Fragend blicken wir zurück…

Matthias Miersch, Sprecher der Parlamentarischen Linken und stellvertretender Vorsitzender der SPD-Bundestagsfraktion

Die Parlamentarische Linke in der SPD-Bundestagsfraktion wird 50 Jahre jung. Das ist natürlich ein Grund zu feiern. Und wir dürfen uns im Blick zurück durchaus auf die Schultern klopfen: Als linke Kraft haben wir den sozialdemokratischen Bundesregierungen und Fraktionsspitzen oft genug auf die Finger geklopft, wenn sie ihren Kompass zu verlieren oder bei ehrgeizigen Reformprojekten auf halbem Wege schlapp zu machen drohten. Das gilt für die Hochschulreformen in den 1970ern, die die damaligen Fraktionslinken mit allem Nachdruck begleitet haben. Das gilt auch für die mit dem Namen Björn Engholm verbundene Rettung des BAföG, welches Genscher und Schmidt zum Ende der sozialliberalen Koalition de facto abschaffen wollten. Und aus meiner Zeit als Sprecher der Parlamentarischen Linken fällt mir dabei insbesondere unser Kampf für eine progressive Veränderung von TTIP und CETA ein. Diese Liste ließe sich beliebig fortführen.

Die Parlamentarische Linke ist aber nicht nur wichtiges Korrektiv einer Sozialdemokratie, die hier und da mit Nachdruck an ihre Grundprinzipien erinnert werden muss. Seit der Gründung als „Gruppe der 16. Etage“ im Jahr 1969 gehört es geradezu zur DNA der Fraktionslinken, früher als viele andere über progressive Antworten auf die zentralen gesellschaftlichen Herausforderungen zu diskutieren. Zu den schwierigsten Erfahrungen aller PL-Generationen gehört dabei leider oft auch, dafür zunächst belächelt zu werden, um im Nachhinein doch recht behalten zu müssen. Es waren die jungen Sozialdemokratinnen und Sozialdemokraten der „Juso-Lobby“, die schon Ende der 1960er Jahre über Möglichkeiten zur Stärkung des Parlaments diskutiert haben – eine bis heute drängende Frage für unsere demokratische Gesellschaft.

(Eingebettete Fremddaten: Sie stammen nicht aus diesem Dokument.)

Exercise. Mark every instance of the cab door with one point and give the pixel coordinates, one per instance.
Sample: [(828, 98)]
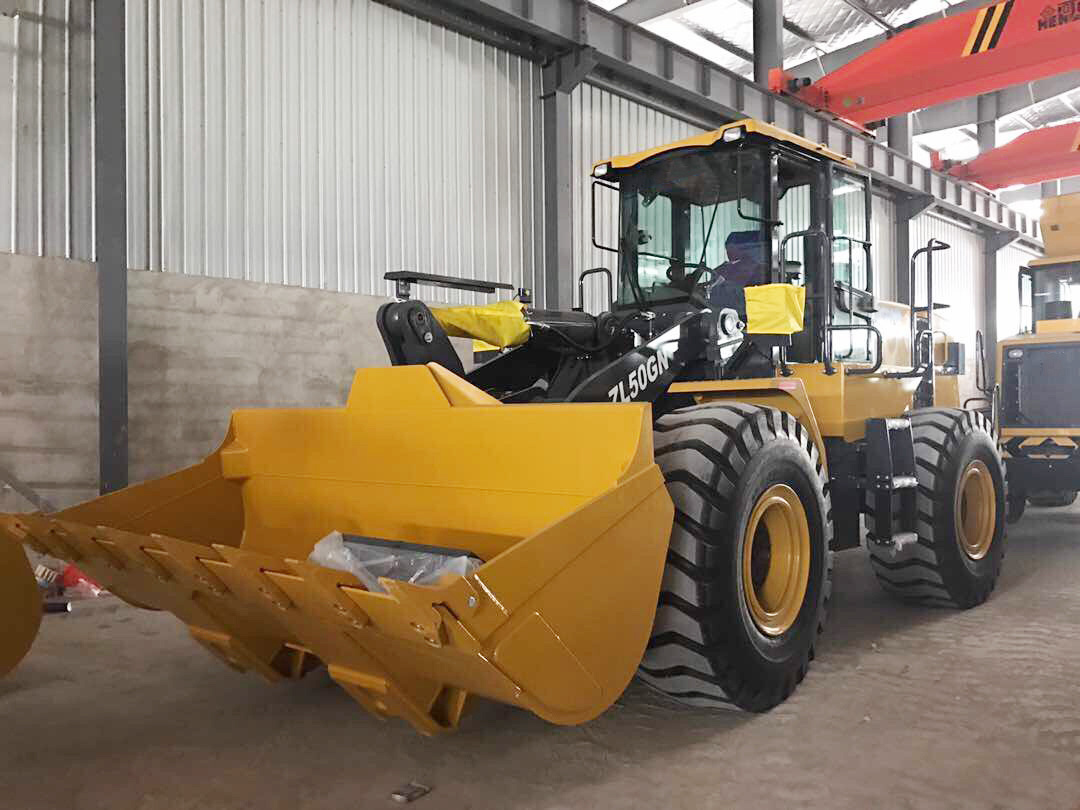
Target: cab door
[(801, 192), (851, 269)]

Es waren Vertreter des linken Parteiflügels und des Leverkusener Kreises, die in den 1970er Jahren die großen innerparteilichen Diskussionen über die Zukunft linker, sozialdemokratischer Reformpolitik angestoßen haben. Das Berliner Programm von 1989, das viele wichtige Impulse und Ideen zur Bewältigung der drängendsten ökonomischen, sozialen und ökologischen Probleme im 21. Jahrhundert liefert, wäre ohne diese Denkanstöße so nicht möglich gewesen.

Es waren grüne Rote aus den Kreisen der Parlamentarischen Linken wie Michael Müller und Hermann Scheer, die über Jahrzehnte auf die Notwendigkeit hingewiesen haben, die ökologische und die soziale Frage zusammenzudenken. Und auch in den für einen linken Sozialdemokraten wahrlich nicht einfachen späten 1990er und 2000er Jahren hat die Fraktionslinke so gut es ging Kurs gehalten: Einer allzu marktgläubigen Hegemonie zum Trotz hat die PL auf Initiative u.a. von Ernst-Dieter Rossmann wichtige Diskussionen über ursozialdemokratische Themen wie das Genossenschaftswesen, solidarische Sozialstaatsmodelle, eine effektive Finanzmarktregulierung und linke Gegenkonzepte zum Mantra der vermeintlich alternativlosen Austerität geführt. Die PL war und ist ein inhaltlicher Motor. Und – das sei einmal am Rande angemerkt – wer in aktuelle Papiere anderer Strömungen unserer Fraktion hineinschaut, wird feststellen: Da steckt ganz schön viel PL drin! Auch das ist ein Grund zur Freude.